September 6, 2021: Samarth Scheme, also known as Scheme for Capacity Building in the Textile Sector (SCBTS), was approved by Cabinet Committee on Economic Affairs (CCEA) in 2017 in order to ensure steady supply of skilled manpower in the labour-intensive textile sector.
When did the Samarth Scheme came into being?
It was on August 14, 2019 that the Ministry of Textiles in a meeting, decided to impart skill training to 4 lakh people in 18 states under the Samarth – Scheme for Capacity Building in Textile Sector (SCBTS).
Challenges faced by the textile Industry in India
1. Insurmountable amount of unskilled labour: Even while the industry has cheap manpower, mostly they are unskilled. This lack of knowhow makes them less productive comparative to other south Asian countries.
2. Poor infrastructure: Outdated technological and low degree of modernisation in various steps of value chain affects badly the quality, cost and distribution which results in failures to meet global standards in the highly competitive export market. Though India is a hub of IT services, they are not effectively implemented in textile sector to improve the productivity.
3. High power tariff: Exorbitant power charges in the country is another factor that drags down the textile sector in India. High power cost and erratic supply hampers the production in India.
4. Low capital investment: Lack of scale and the fragmented nature of industry have discouraged mega investments in the Indian textile industry. Unattractiveness of the industry has resulted in low FDI inflows, despite 100% FDI being allowed under the automatic route. These drawbacks created a hurdle to make industry more competitive on the global basis.

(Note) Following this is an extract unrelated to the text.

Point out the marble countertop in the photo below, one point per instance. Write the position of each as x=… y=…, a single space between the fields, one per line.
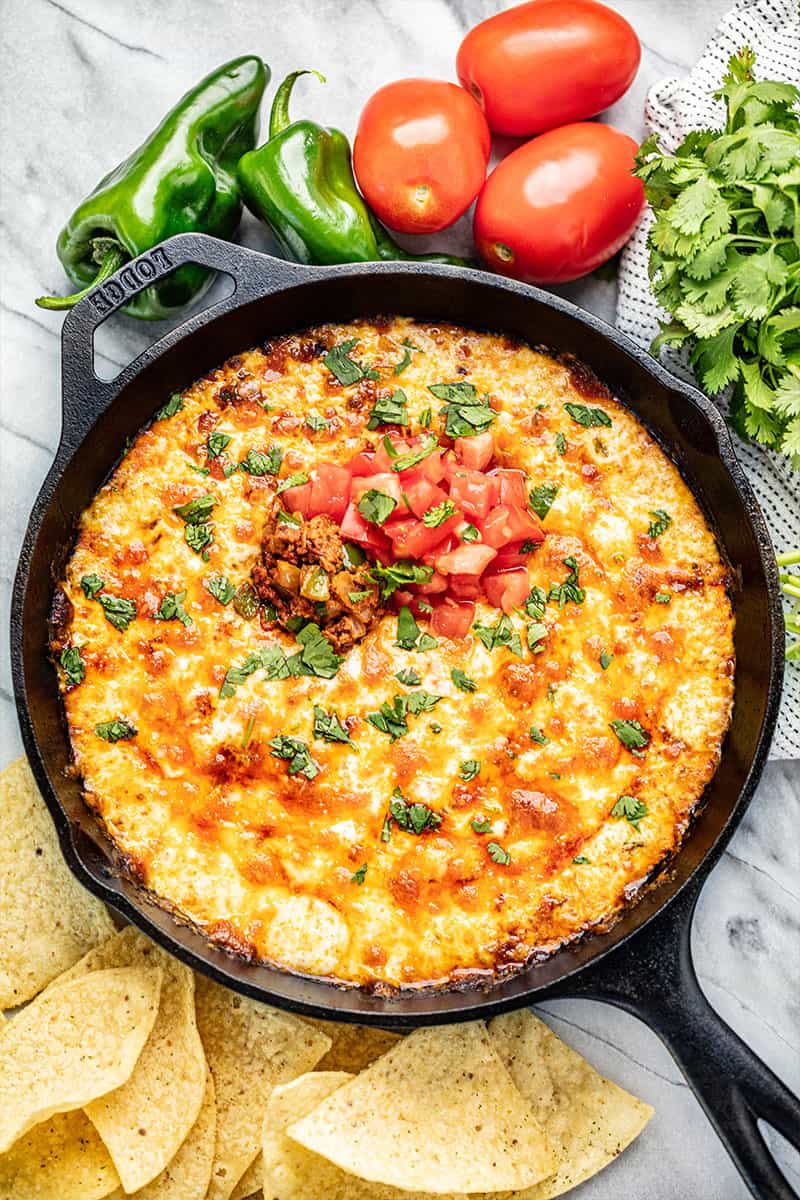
x=83 y=82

5. Strict tax norms: The strict and changing government policies at the state and central government levels pose a major challenge to the textile industry. The tax structure GST (Goods and Service Tax) makes the garments expensive.
6. Cutthroat competition from neighbouring countries: Presently nations like China, Bangladesh and Sri Lanka ace the competition in the low-price garment market. Besides, in the global market tariff and non-tariff barriers coupled with quota is posing major challenge to the Indian textile industry.
7. Social issues: Social issues like child labour, safety of women and personal safety norms are also some of the challenges for the textile industry in India.
Aim of the Samartha Scheme
To skill the youth for gainful and sustainable employment in the textile sector.
The following objectives were key to its genesis:
1. Provide demand driven, placement oriented National Skills Qualifications Framework (NSQF) compliant skilling programmes to create jobs in the organized textile and related sectors, covering the entire value chain of textile, excluding spinning and weaving.
2. To promote skilling and skill upgradation in the traditional sectors of handlooms, handicrafts, sericulture and jute.
3. To assure the provision of sustainable livelihood either by wage or self employment.
4. Eighteen state governments have been allocated a training target of 3.6 lakh beneficiaries for conducting training programmes in traditional and organised sectors.
5. Industry/industry associations are being empanelled for undertaking industry-oriented entry level skilling programmes in the organized sectors.
6. Gradual to its actual goal, the ministry signed MoU with only 16 states as Jammu and Kashmir and Odisha, did not participate in the meeting. The 16 states are- Arunachal Pradesh, Kerala, Mizoram, Tamil Nadu, Telangana, Uttar Pradesh, Andhra Pradesh, Assam, Madhya Pradesh, Tripura, Karnataka, Manipur, Haryana, Meghalaya, Jharkhand and Uttarakhand.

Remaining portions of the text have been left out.